Each level in this Observability Maturity Model builds on capabilities established in previous levels, but having a complete foundation matters most for success in Level 4. If you apply AI/ML without a comprehensive foundation of data, you can actually cause damage. For example, let’s say you use AI/ML on the front end of an automated self-healing system. If the algorithm determines an incorrect root cause, the self-healing system tries to remediate the wrong thing and can further break the system. If you apply AI/ML on top of insufficient data or poor-quality data, you may drive automation in the wrong direction as the algorithm learns the wrong thing.

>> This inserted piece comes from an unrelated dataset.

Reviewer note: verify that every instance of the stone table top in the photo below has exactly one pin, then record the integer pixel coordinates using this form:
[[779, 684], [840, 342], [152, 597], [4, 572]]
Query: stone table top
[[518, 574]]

Without topology data correlated with metric, log and trace data over time, AIOps tools will likely not understand the correlation between these various sorts of data as they come together. AIOps needs the additional context provided by topology and time to accurately assess root cause, determine business impact, detect anomalies and proactively determine when to alert SRE and DevOps teams.
Next Steps
Most AIOps solutions today require significant configuration and training time but often yield inaccurate results, especially if topology changes over time are not considered. Teams often implement them with unrealistic expectations and unclear goals, then find themselves disappointed.
Level 4 is the final observability maturity level for now, but as IT continues to evolve, we fully expect a Level 5 to emerge.